La crise de 1929 et ses conséquences (2) [01/10/08]
II - LES MANIFESTATIONS DE LA CRISE
1) l'aspect financier
> Tout commence par une panique boursière à Wall Street (USA) : le 29 Octobre, avec la baisse des cours et la chute des profits, tous les spéculateurs vendent; l'afflux massif des offres de vente provoque l'effondrement des cours.
Exemple : en septembre, l'indice du cours des titres est de 381 ; en novembre, il ne sera plus que 198.
Le 24 Octobre ( le « Jeudi noir ») les titres ne trouvent plus preneurs : c'est le krach boursier !
> La crise bancaire s'étend à tout le système américain : les banques retirent leurs
avoirs
déposés dans d'autres banques, de telle sorte que les faillites se succèdent en cascade. .
Le gouvernement américain devra faire stopper toute transaction pendant quelques jours, en 1933, pour calmer le jeu.
2) la crise économique et sociale
L'Américain moyen ne possède plus que du papier sans valeur, à la place de titres boursiers, mais il doit toujours rembourser ses crédits ; les faillites se multiplient ; le nombre des chômeurs augmente (25% de la population active en 1933). Les stocks augmentent, faute de crédit et d'acheteurs ; les prix baissent et font chuter la production industrielle et agricole. A tous les niveaux, on est en cessation de paiement ; la crise agricole s'y ajoute, car la production agricole n'est pas facile à stopper : d'où des excédents en blé, vin, sucre dont les prix s'effondrent (de 70% en moyenne). Les paysans sont ruinés ; ils hypothèquent leurs terres auprès des banques qui les en chasseront : ce phénomène favorise la concentration des terres aux mains de non-paysans. C'est le thème des « Raisins de la colère » de Steinbeck.
Cette situation déclenche des marches de la faim, tant aux USA qu'en Grande-Bretagne ; des bidonvilles, rebaptisés« Hoovervilles» (du nom du Président des Etats-Unis) fleurissent sur tout le territoire américain.
3) extension de la crise au monde entier
En 1933, le monde compte 30 millions de chômeurs et plus 10 millions de chômeurs partiels.

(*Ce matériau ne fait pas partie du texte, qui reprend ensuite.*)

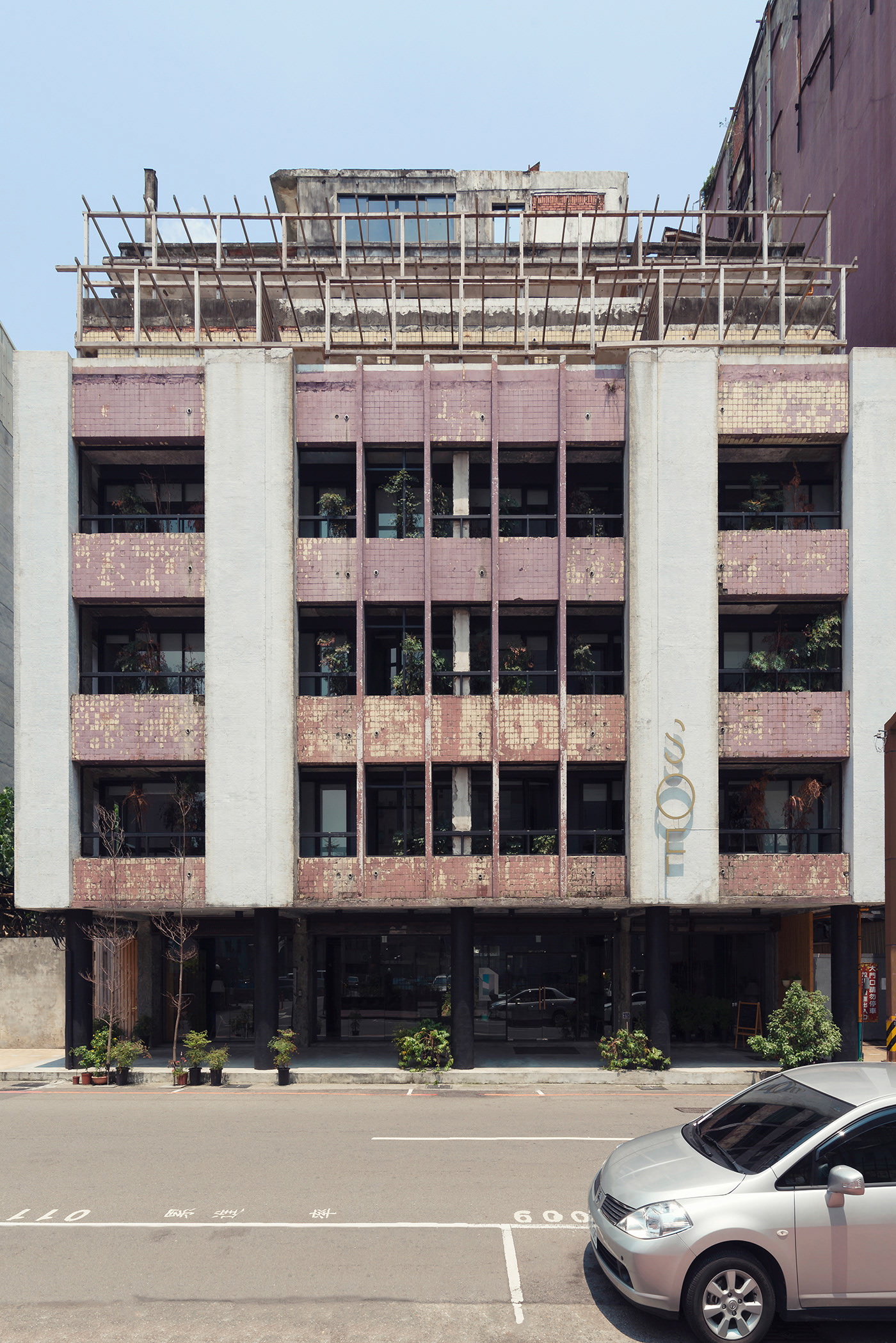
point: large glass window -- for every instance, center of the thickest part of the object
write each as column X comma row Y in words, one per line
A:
column 430, row 227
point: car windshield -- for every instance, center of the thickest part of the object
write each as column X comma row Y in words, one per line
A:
column 756, row 1129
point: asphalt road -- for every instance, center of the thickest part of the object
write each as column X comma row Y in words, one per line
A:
column 299, row 1214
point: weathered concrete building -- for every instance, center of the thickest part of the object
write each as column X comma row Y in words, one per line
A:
column 501, row 575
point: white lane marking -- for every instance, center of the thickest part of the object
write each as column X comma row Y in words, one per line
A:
column 513, row 1272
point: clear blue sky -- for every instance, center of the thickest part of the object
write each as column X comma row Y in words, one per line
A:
column 216, row 96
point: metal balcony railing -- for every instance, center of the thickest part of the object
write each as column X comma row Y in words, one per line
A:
column 328, row 844
column 172, row 523
column 781, row 841
column 778, row 522
column 527, row 524
column 796, row 679
column 143, row 682
column 539, row 842
column 594, row 524
column 463, row 527
column 145, row 844
column 595, row 841
column 315, row 527
column 461, row 842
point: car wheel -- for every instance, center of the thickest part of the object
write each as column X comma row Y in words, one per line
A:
column 731, row 1296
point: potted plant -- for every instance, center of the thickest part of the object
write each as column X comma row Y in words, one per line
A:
column 215, row 1059
column 124, row 1053
column 196, row 1048
column 282, row 1047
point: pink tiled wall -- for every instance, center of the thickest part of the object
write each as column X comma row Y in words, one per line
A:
column 134, row 405
column 528, row 727
column 780, row 725
column 394, row 728
column 528, row 568
column 799, row 878
column 789, row 402
column 595, row 568
column 392, row 571
column 783, row 563
column 463, row 728
column 133, row 567
column 595, row 728
column 325, row 571
column 327, row 730
column 152, row 884
column 461, row 570
column 138, row 727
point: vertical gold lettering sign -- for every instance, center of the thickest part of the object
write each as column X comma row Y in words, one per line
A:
column 672, row 792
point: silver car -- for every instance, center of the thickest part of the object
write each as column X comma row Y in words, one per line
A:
column 781, row 1201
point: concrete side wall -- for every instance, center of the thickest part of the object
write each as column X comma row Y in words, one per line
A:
column 870, row 613
column 250, row 629
column 46, row 632
column 33, row 993
column 672, row 626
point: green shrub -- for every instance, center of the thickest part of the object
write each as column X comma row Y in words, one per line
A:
column 424, row 1048
column 799, row 1032
column 630, row 1049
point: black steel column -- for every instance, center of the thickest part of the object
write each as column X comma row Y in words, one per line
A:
column 265, row 938
column 844, row 978
column 463, row 988
column 78, row 989
column 657, row 977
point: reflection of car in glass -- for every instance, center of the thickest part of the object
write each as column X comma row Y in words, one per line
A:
column 534, row 1005
column 751, row 1210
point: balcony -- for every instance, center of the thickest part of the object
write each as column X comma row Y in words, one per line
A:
column 799, row 878
column 140, row 883
column 783, row 725
column 138, row 567
column 138, row 727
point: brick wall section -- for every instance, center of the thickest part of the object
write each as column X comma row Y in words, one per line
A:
column 461, row 406
column 133, row 567
column 528, row 568
column 138, row 727
column 394, row 728
column 595, row 568
column 596, row 878
column 392, row 405
column 463, row 728
column 151, row 884
column 783, row 563
column 595, row 728
column 392, row 571
column 461, row 570
column 815, row 879
column 327, row 730
column 786, row 402
column 128, row 406
column 783, row 727
column 325, row 408
column 325, row 570
column 601, row 395
column 528, row 727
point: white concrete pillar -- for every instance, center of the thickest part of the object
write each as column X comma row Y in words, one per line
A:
column 46, row 631
column 250, row 629
column 672, row 626
column 870, row 613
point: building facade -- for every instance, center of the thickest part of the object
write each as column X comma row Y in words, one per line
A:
column 456, row 625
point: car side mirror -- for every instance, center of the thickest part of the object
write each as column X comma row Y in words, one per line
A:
column 843, row 1180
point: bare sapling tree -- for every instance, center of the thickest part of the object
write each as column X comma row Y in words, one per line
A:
column 172, row 926
column 109, row 933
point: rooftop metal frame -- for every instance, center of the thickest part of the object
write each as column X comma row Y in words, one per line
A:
column 343, row 294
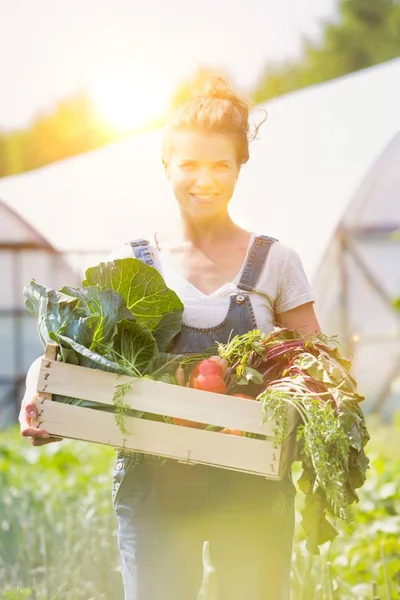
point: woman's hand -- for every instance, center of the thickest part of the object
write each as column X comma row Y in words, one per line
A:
column 29, row 413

* les premiers touchés sont les vaincus de 14-18 (Autriche, Allemagne, Europe centrale) qui ont le plus profité des capitaux américains pour leur redressement économique ; le brutal rapatriement de ces capitaux occasionne la faillite en chaîne des banques. En Allemagne, la faillite bancaire entraîne l'arrêt de la production : 33% de la population active est touchée par le chômage. La métallurgie produit, en 1932, trois fois moins qu'en 1929.
* les grands pays industrialisés (Royaume-Uni, France) : la Grande Bretagne, très liée au commerce US manque de commandes et ses exportations chutent ; en 1931, elle compte 2,6 millions de chômeurs, soit 25% de la population active.
La France, moins ouverte sur le monde, connaît une crise moins grave qu'ailleurs et qui ne se fera sentir qu'après 1931. Les prix agricoles baissent à cause de la dévaluation de la livre et du dollar ; les exportations deviennent plus difficiles, car les prix sont moins compétitifs. L'industrie, en 1932, ne représente plus en valeur que 72% de la production de 1929 ; le chômage augmente : en 1933, on compte un million et demi de chômeurs. D'autre part, les Allemands cessent. de payer les réparations pour dommages de guerre; or, ces sommes permettaient à la France de rembourser les prêts des USA qui réclament leur dû : à ce stade, s'ajoute un problème politique.
* Même les pays neufs sont touchés : ils n'arrivent plus à vendre leurs matières premières.